Facing his disability, Wyeth graduated from MSU with a teaching certificate and now teaches a course at MSU about disabilities in a diverse society.
Wyeth also is executive director of the Michigan Commission on Disability Concerns, which was one of the leading forces behind organizing the celebration.
“The more we know as a people, as a society, the more we know in public policy, the more we know in education facilities like Michigan State, the more knowledgeable we are about technology and devices that can allow people with disabilities to fully participate,” he said.
“The more our social laws, our legal laws, reflect inclusion of people with disabilities, the stronger we are going to be as a society.”
Forty-one-year-old Waterford, Mich., resident Ron Molles was at the celebration with a group of his friends, who all are blind.
Molles became blind last year and said he never had any idea of how difficult it was to face a disability until he experienced it firsthand in the workplace.
With assistance from the act, Molles said he feels he has been provided an equal chance at living as a disabled person.

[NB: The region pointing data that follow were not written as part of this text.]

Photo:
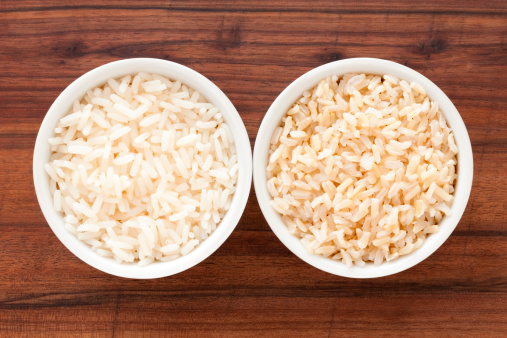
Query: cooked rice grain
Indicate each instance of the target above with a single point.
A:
(139, 171)
(362, 168)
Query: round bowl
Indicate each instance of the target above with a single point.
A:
(370, 66)
(97, 77)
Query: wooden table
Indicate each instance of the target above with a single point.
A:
(253, 285)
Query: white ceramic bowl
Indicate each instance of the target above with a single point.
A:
(370, 66)
(98, 77)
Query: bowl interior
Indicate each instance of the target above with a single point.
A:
(370, 66)
(98, 77)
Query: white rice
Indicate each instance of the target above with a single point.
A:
(362, 168)
(139, 171)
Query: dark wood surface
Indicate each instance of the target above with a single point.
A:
(253, 285)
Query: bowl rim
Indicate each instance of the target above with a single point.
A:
(97, 77)
(370, 66)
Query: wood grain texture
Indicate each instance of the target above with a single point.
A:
(253, 286)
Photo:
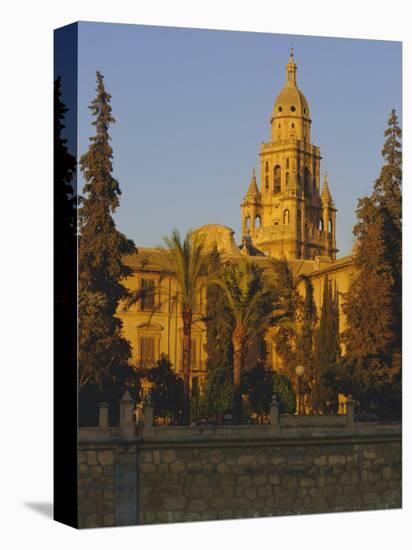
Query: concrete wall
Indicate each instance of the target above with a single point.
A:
(158, 475)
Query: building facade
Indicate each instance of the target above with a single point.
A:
(287, 215)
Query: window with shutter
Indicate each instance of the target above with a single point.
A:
(148, 294)
(147, 351)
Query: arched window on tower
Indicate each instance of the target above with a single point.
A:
(276, 179)
(306, 182)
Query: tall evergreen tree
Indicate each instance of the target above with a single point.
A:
(65, 202)
(373, 304)
(326, 347)
(103, 351)
(64, 173)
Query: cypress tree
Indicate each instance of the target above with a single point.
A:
(103, 351)
(373, 304)
(65, 202)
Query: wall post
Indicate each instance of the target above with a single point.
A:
(126, 425)
(274, 414)
(103, 416)
(350, 411)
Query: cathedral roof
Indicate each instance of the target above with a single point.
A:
(148, 259)
(248, 249)
(291, 101)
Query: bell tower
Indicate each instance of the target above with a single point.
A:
(288, 216)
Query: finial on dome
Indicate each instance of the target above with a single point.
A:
(326, 196)
(291, 68)
(253, 188)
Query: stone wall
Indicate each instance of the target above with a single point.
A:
(193, 474)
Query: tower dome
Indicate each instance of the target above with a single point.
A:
(291, 114)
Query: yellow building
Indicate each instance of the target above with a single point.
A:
(287, 215)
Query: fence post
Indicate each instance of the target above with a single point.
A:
(274, 414)
(148, 415)
(350, 411)
(126, 415)
(103, 416)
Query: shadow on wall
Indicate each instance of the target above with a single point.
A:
(45, 509)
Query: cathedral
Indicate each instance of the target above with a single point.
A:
(287, 212)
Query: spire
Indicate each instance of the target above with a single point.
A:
(253, 188)
(291, 69)
(326, 196)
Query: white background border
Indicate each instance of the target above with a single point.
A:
(26, 269)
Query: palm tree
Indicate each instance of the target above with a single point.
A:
(189, 262)
(255, 306)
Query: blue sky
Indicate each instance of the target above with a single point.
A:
(193, 106)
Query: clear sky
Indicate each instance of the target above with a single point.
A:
(193, 106)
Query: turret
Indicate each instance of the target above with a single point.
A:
(251, 207)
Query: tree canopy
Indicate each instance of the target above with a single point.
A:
(103, 350)
(371, 369)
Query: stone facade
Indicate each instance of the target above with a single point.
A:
(285, 213)
(297, 466)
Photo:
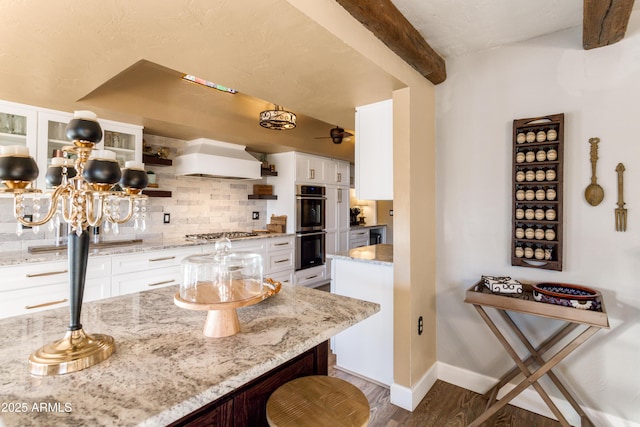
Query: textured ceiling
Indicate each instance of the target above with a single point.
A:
(69, 55)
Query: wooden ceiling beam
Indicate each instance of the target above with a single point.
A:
(385, 21)
(604, 22)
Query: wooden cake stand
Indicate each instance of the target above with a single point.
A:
(222, 318)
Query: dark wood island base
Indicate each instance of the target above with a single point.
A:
(246, 406)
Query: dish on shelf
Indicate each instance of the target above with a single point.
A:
(567, 295)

“I have always been sighted, so I have always been able to find a job,” Molles said. “Finding a job as a disabled person, that is totally new for me. That is why it’s great to be here with the act, celebrating that. They really take an overall approach, you are not given anything, you are expected to work well, it’s a two-way street.”
Patrick Cannon, the state director for the Michigan Commission for the Blind, spoke of his successes during a speech at the event in advocacy for the ADA, an act he said leveled the playing field for those with disabilities.
Cannon, who is legally blind, contributed to the enactment of the ADA and helped introduce amendments to the act to help guarantee equal rights among disabled people.
Disabled people are not searching for free assistance or to be given preference over other people, Cannon said, they want to be treated fairly for things, such as searching for a job or a place to live.
“(The act) means philosophically that you will be judged and evaluated on the basis of many of your characteristics that (have) nothing to do with your disability,” Cannon said. “People with disabilities never ask for a gift or a handout, we have never asked to be given a job we can’t do, all we want is a chance to compete for those jobs on the basis of what we can do.”